By Aritra Basak

Morning leaks in slowly, like spilled milk across the sky.
I open my eyes, though I was never really asleep. My body feels like it has been placed in the wrong century. My hands are not mine; they’re extensions of some old machine that hasn’t been oiled in years.
The laptop stares at me from across the room. I stare back.
We know this dance.
Somewhere, in the corner of my skull, a little voice mumbles,
“Where did you save the files yesterday?”
I don’t know. I never know.
They go into folders that multiply overnight, splitting and breeding like insects — run5, results, new_output, try3, final_final_this_time.
Each folder buries something — I no longer check what.
I drag myself to the chair — this chair knows my weight better than I do now. I sit, stretch my fingers, type the same words into the terminal:

>>>g.region -p
>>>r.in.poly
>>>avaflow –run

I don’t know what these words mean anymore.
They’re like ancient hymns I’ve been assigned to chant, not for understanding, but to keep the sun from falling out of the sky.
Lines of text scroll by.
Numbers. Logs. Paths.
The machine whispers:
Process complete.
Output saved.
Somewhere, in some hidden folder, results are born — results I no longer care to name.

Afternoon arrives quietly, without announcement.
I jump from window to window, software to software, as if wading through a shallow river full of slippery stones.
GRASS GIS. AvaFlow. QGIS. Jupyter Notebook.
I don’t even know which one I’m inside anymore; they all blur together into one faceless beast.
I click here, click there, reproject, extract, import, export, run, save.
Again. And again. And again.
The maps appear — bright, meaningless colors swirling on the screen like the skin of an exotic fruit I cannot taste.
And then — suddenly — a new tab bursts open, uninvited.
I see it:
A blue body, floating alone in space, spinning slowly, hypnotically.
It takes me a moment before I recognize it —
The planet. The planet itself.
Except… it looks wrong, distorted, missing its real geoid shape.
It’s Google Earth.
It begins to zoom in automatically, dragging my half-worn concentration down toward some unknown terrain — uneven, jagged, shimmering like static.
A Digital Elevation Model, they call it.
I glance back at the notepad file someone had sent me, where all the steps were written like recipes carved in stone:
“You can also create synthetic data and simulate the effects of climate change here.”

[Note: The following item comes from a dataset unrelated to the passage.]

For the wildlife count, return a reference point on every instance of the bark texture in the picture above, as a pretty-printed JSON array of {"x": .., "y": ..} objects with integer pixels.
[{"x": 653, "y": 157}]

I stare at the spinning terrain and wonder —
Are we simulating transformations virtually?
Or are we reconfiguring ourselves into the virtual —
just to experience the very thing we’re imposing on the climate,
in reality?
I don’t know anymore.
Some afternoons, they stagger into my room.
They don’t knock. They never need to.
I try not to speak, or maybe I do—but somehow, my voice always seems to dissolve before it reaches them.
I wonder, every time, whether they'd speak differently today.
They don’t.
Always calm. Always polite.
But their words slip in sideways — soft, but sharp where it lands.
The software hoppers — gliding through programs like dragonflies over stagnant water—have always carried a quiet disdain for me.
They remind me, again and again:
Stop writing equations on the screen.
Stop reaching for things already submerged.
Their smiles end conversations too easily.
I watch them drift away, satisfied by their discipline toward little responsibilities.
I return to my screen.
I feel my mind dissolving — slowly, sweetly.

Somewhere between evening and night, time slips away completely.
I think about equations — those beautiful, clean little things I used to love.
Symbols dancing on paper, singing secrets of gravity and light.
Where are they now?
They don’t belong here.
Here, we only have folders and commands, input fields and terminal windows.
Here, equations have been boiled down into recipes passed from ghost to ghost, generation to generation, researcher to researcher.
No one remembers the taste of the original meal.
I lean back and stare at the ceiling.
A strange thought fills me, warm and heavy like a woollen coat:
What if I just stop?
But I don’t. I know I won’t.
I open the terminal again.
The command line waits, patient as always.
I type.
I press Enter.
It begins.
I watch the numbers crawl across the screen.
And for a fleeting, absurd moment,
I almost feel free.

Aritra Basak is a physics student based in Kolkata, India. He is gradually learning to write about the emotional and abstract aspects of life through prose and poetry. His work often explores identity, silence, memory, and inner conflict.